From those companies, I got back around 7,000 pages worth of data about myself – and remember that’s only 20 companies. I requested data from around 80 in total. You might think this data is simply the data that’s been collected in the course of you using a service. Actually, a lot of it is a next level of data: it’s data that’s been generated on the basis of the data you’ve handed over as you use that service; what you hand over has been used to predict things about you that you haven’t revealed. Data companies are modelling you, trying to segment you, to establish probabilities and likelihoods about you. This is where this data can go off in some extremely weird directions. I’m looking at my data now and it’s telling me there’s a 23% chance I’m interested in gardening, yet my animal and nature awareness level is low. There’s a prediction about the age of my boiler in here. The data even told me I had no regular interest in book reading, which was a little hard to take as I was writing a book. On the basis of my online browsing habits, I was also included in a segmentation for a Netmums ‘Women Trying To Conceive’ event.
If the predictions are wildly inaccurate, is there anything to worry about?
What I found was a very distorted, Alice in Wonderland version of myself. It was often very funny and it says something about how these companies are often selling garbage rather than amazing insights about us. But some of the analysis was a bit sharper. I saw probabilities for me using the internet to gamble and spending money on alcohol. These are things you probably don’t want unscrupulous companies using to target potentially vulnerable people.
Where do they get the original data from?
Just have a look at the number of cookies that are tracking you on the average news website – there are a lot of different actors collecting your data. There are also a lot of companies whose business models aren’t what they seem. Free apps on your phone are often monetised by their owners passing on the data they gather. Navigation service apps, for example, often exist primarily to track large amounts of people travelling around, say, London and identifying travel hotspots. None of this is necessarily that sinister, but my biggest gripe about the whole industry is its secrecy. What’s actually happening is very hidden from most people and we have very little opportunity to understand it, to challenge it or to opt out of it. In Europe, GDPR now governs a lot of what’s going on and makes it a lot riskier for companies to do this in Europe, but the situation’s a lot worse for consumers in the US, China and Russia.

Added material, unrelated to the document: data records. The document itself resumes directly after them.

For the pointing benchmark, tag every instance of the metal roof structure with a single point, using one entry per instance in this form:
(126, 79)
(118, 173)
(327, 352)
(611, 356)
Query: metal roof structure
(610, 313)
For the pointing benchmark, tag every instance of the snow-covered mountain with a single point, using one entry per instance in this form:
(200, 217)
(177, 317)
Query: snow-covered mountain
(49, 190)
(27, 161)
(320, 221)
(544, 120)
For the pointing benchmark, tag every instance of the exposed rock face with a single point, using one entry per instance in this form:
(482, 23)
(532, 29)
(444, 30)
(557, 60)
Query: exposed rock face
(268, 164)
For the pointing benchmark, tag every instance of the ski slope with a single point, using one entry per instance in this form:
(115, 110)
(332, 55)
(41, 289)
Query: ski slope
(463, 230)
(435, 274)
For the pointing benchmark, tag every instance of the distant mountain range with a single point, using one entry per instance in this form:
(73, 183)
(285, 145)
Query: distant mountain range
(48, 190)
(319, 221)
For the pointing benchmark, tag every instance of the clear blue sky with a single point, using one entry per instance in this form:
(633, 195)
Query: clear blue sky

Also right now, the Internet of Things (from smart fridges to fitness trackers) is creating vastly more data sources. During the investigation, I spoke a lot to the Systems & Algorithms Lab at Imperial College London. They were studying a robot hoover, which was running around the lab, collecting information about the floor plan and sending it off to China. But you only knew it was sending data to China if you had dug into the software like they had in the lab. One of the more sinister things they showed me was a webcam that was hard-coded (i.e. couldn’t be altered) to send streams to a location in China.